In a theoretical study, Gangl et al. (1990) compared a fermentation and a benzene-based petrochemical process with respect to economy. The fermentation process taken for this has been described in the beginning of the previous section. Although Na2CO3 was assumed as a neutralizing agent in this study, the productivity (2 g l−1 h−1) and yield (0.82 g g−1) of the fumaric acid fermentation with CaCO3 obtained in a previous study were used (Ng et al. 1986).
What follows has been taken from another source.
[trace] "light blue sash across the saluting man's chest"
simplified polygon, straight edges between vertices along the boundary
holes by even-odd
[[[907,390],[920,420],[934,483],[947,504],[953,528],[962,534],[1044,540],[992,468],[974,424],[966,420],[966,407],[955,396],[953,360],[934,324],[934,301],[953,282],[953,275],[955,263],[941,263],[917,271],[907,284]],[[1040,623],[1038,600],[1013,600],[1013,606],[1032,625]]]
This economic evaluation showed that the fermentation route was less favorable than the petrochemical route (economic evaluation included upstream and downstream sections). In particular, the raw material costs were higher for the fermentation process than for the petrochemical route. It was concluded that the fermentation route could become competitive with the petrochemical route if oil prices were around 61 $/barrel. The latter price has been reached in the recent years (http://tonto.eia.doe.gov/dnav/pet/xls/PET_PRI_WCO_K_W.xls), while the productivity of the fermentation process has been improved significantly as is shown in Table 1. Besides, one can roughly calculate from Gangl’s study that the assumed sugar price was around 0.6 $/kg of glucose, which is high compared to the current price (see Table 2). Therefore, if the current glucose price is assumed in the calculations of Gangl’s study, one can expect lower raw material costs for the fermentation route. On the other hand, the petrochemical route has also been improved significantly, now using butane instead of benzene. This will be reflected in the current maleic anhydride price, which is shown in Table 2.

Table 2 Comparison between petrochemical and fermentation route for fumaric acid production

The simple comparison of petrochemical and fermentation routes for fumaric acid production given in Table 2 suggests that the lower raw material price of the fermentative production might compensate the higher yields of the petrochemical production from maleic anhydride, and fermentation may become an economically viable alternative.

Conclusions and future prospects

Due to increasing prices of fossil feedstock, fermentatively produced fumaric acid could become a cheaper alternative to the petrochemically based maleic acid as unsaturated dibasic acid in polyester resins in the nearby future. Based on the available literature, the microorganism with the highest productivity and yield of fumaric acid appears to be R. oryzae. This organism produces fumaric acid via a combination of the citrate cycle and reductive pyruvate carboxylation. In addition, the fumaric acid production by fermentation can be improved if the use of neutralizing agents is reduced or avoided and the morphology of the fungi is optimized. However, avoiding the use of a neutralizing agent will lead to product inhibition; therefore, it would be useful if metabolic engineering is applied to achieve fumaric acid production in suspended, acid-resistant microorganisms such as yeast. Another way to solve product inhibition problems is applying in situ removal of fumaric acid during the fermentation.